Dating is really hard for me. When I started all this, I had to put a lot of things away. I turned a lot of my feelings off. I had to. I started out as a poor, single father. Now I am a poor, single father with cancer. To me, dating or anything like that, it’s just not in the books. There’s nothing on the table anymore. I went into a survival mode, so I turned almost all my emotions off except for my kids. It’s really hard to start anything with anybody. You meet somebody, now it’s like, “Do you want to go out for a dinner? Oh by the way, you buy, because I can’t afford it.” Who knows what’s going to happen to me six months down the line? I don’t really want to get anybody into that. I’ve seen cancer. It’s overwhelming.

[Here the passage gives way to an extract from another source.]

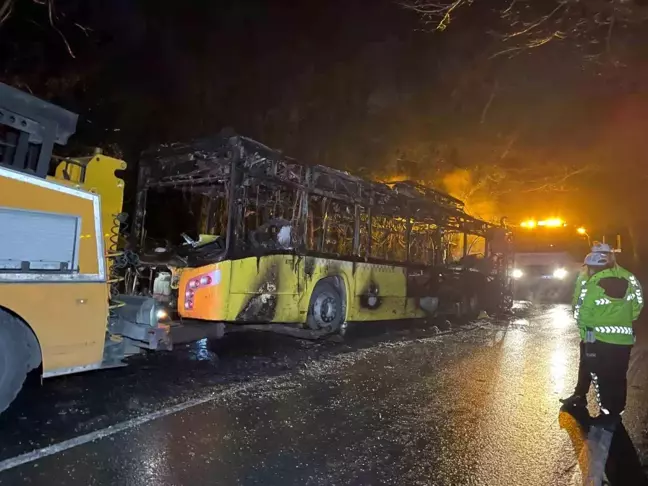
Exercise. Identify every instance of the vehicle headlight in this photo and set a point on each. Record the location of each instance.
(560, 273)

I used to be financially devastated. I’m well past that point. The finances are gone. They’ve long been gone. The devastation that cancer does financially is just overwhelming. You’re talking thousands of dollars for just a couple of pills sometimes. Literally. One of the treatments they want to put me on now, there were three drugs to this treatment. One of the drugs for one month was $5,500. My COBRA ran out, so I have to pick up my own medical insurance. I have to fly to Texas. If it wasn’t for Mr. MasterCard, I’d be dead. But that’s done. I can’t do this anymore. It has literally come down to either feed my son or do the treatment; go fight the cancer. There’s no question here. My son comes first. I have to pay my insurance. It costs me $581 a month. You get the bills and it’s like, “Where the hell am I going to get this?” I don’t know where it’s coming from.

I go to Texas every month. I’ve gotten help, right out of the blue for the last few times to go to Texas. Southwest Airlines gave me two free tickets. They know I have to go every month. The month before that, I told them, “I’m not going to be here next month. I can’t do it. There’s no way I can be here.” They’re telling me, “You have to be here.” It’s like, “I have to, but it’s not going to work.” But Southwest Airlines came through last month, which was pretty cool. Thank you. But that’s just that month. Then this month came up, and it’s the same thing. “I can’t go down here.” I got help again from the people I work for. They bought me a ticket to Texas. But this is an ongoing thing. My financial abilities are devastated. There’s nothing there to tap into. The way it’s working out is the farther I get along, the more I’m being hammered financially. It’s getting harder and harder.

I’m on Social Security disability. I’m in a financial hole that’s bottomless. I’m so used to doing it all by myself, figuring it out and getting it done. I realized a long time ago, that it’s impossible. It’s impossible for me to be like this anymore. I made a decision to either go back to school or find something different to do that’s not as physically demanding. Or both. I have to keep on going. No matter how I feel, no matter what, I’ve just got to keep on. Going forward. If I lay back and let it kill me, it will. I’m not going to do that.

It’s a different world for cancer patients. You’ve got so many things on your mind, and you’re sick. You have to deal with doctors. You have to deal with everything. But then you have to deal with the everyday stuff too. So you’re actually living two lives. I live strong by doing what I need to do. I have to raise my son. I need to keep on doing the normal things. I get out. I like to be on the move. It keeps me going. I try to be physically strong.

My name is Len Sulvetta, and I’m a two-year kidney cancer survivor.